Ensure your Python version is 3.9.18 and install the following dependencies:
pip install ultralytics
pip install PyQt6 qt_material opencv-python
It's recommended to install ultralytics
first, then uninstall it to use the project's custom code:
pip uninstall ultralytics
Project directory structure:
.
├─model # Pretrained models
├─UI # Software UI
└─ultralytics # Model code
Our training dataset is from the Obstacle Dataset, filtered to 7915 images suitable for autonomous driving scenarios. The dataset includes 15 obstacle types such as "stop_sign", "person", "bicycle", "bus", "truck", "car", "motorbike", "reflective_cone", "ashcan", "warning_column", "spherical_roadblock", "pole", "dog", "tricycle", "fire_hydrant", etc.

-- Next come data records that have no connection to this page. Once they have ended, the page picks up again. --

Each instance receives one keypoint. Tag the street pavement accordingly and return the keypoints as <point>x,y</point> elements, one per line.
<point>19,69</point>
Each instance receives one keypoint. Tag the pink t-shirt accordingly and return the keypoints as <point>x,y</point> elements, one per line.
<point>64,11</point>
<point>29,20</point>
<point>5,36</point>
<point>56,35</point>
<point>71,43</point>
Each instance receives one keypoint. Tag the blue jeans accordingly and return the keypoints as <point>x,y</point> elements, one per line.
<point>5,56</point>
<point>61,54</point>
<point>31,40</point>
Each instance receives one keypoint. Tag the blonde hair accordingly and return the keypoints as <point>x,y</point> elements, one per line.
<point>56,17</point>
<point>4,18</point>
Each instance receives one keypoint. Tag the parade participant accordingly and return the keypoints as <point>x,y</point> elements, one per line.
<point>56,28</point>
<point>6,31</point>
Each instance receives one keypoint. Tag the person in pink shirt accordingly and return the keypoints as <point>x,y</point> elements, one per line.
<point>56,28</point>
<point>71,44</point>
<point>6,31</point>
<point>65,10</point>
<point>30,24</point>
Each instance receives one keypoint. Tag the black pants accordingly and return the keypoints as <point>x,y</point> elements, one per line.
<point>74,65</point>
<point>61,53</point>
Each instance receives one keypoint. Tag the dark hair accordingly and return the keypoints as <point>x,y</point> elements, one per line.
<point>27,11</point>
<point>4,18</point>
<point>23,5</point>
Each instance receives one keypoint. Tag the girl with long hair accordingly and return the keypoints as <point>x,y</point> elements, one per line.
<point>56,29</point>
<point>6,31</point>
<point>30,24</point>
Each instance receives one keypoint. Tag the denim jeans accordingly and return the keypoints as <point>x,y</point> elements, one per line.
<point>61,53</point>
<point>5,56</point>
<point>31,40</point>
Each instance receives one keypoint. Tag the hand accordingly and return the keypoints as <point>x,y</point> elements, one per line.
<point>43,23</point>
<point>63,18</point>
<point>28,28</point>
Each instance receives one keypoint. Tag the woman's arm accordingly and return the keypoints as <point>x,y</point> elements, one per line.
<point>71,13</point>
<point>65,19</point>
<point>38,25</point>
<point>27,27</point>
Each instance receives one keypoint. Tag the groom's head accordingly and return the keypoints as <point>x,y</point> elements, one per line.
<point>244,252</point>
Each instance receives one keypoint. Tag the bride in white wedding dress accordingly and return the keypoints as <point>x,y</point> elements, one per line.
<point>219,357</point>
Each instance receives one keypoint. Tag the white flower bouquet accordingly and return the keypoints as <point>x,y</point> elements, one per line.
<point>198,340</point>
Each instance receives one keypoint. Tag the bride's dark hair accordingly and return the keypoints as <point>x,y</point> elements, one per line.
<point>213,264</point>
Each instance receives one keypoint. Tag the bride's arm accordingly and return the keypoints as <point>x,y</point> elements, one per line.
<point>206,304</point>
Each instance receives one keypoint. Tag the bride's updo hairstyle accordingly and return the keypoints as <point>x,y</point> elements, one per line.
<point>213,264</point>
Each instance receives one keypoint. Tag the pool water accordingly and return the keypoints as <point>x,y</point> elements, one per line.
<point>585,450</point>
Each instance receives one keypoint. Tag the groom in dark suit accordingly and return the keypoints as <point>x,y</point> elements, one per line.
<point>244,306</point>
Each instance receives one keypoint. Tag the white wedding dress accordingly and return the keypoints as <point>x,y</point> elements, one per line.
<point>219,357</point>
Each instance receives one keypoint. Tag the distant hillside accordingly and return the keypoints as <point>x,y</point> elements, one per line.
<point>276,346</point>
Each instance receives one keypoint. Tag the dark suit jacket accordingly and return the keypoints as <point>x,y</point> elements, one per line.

To improve the robustness of our model, we used Albumentations for jitter augmentation on the bounding boxes in our dataset.
To train the final model, run:
python train.py
To optimize our model for different aspects:
- SlimNeck: Used to make the model lightweight, suitable for vehicle-mounted scenarios.
- GAM: Used to capture more features.
- WIOU: Used to handle inaccuracies in the dataset annotations.
Performance comparison of models:
Model | mAP50-95↑ | mAP50↑ | Recall↑ | Precision↑ | GFLOPs↓ | Param↓ |
---|---|---|---|---|---|---|
Baseline(YOLOV8s) | 58.5 | 71.9 | 71.8 | 81.2 | 28.4 | 11126358 |
+SlimNeck | 59.3 | 72.6 | 71.1 | 82.1 | 23.7 | 9858550 |
+GAM | 59.8 | 79.9 | 72.7 | 84.5 | 29.8 | 12865622 |
+WIOU | 60.2 | 80.4 | 72.5 | 85.8 | 28.4 | 11126358 |
+SlimNeck+GAM | 60.0 | 80.2 | 73.2 | 84.1 | 25.6 | 11728886 |
+SlimNeck+WIOU | 59.7 | 79.6 | 72.5 | 84.0 | 23.7 | 9858550 |
+GAM+WIOU | 61.2 | 81.8 | 74.4 | 86.6 | 29.8 | 12865622 |
+SlimNeck+GAM+WIOU | 62.2 | 83.2 | 75.6 | 89.0 | 25.6 | 11728886 |
To run the software UI:
cd UI
python main.py
- Sohan M, Sai Ram T, Reddy R, et al. A Review on YOLOv8 and Its Advancements[C]//International Conference on Data Intelligence and Cognitive Informatics. Springer, Singapore, 2024: 529-545.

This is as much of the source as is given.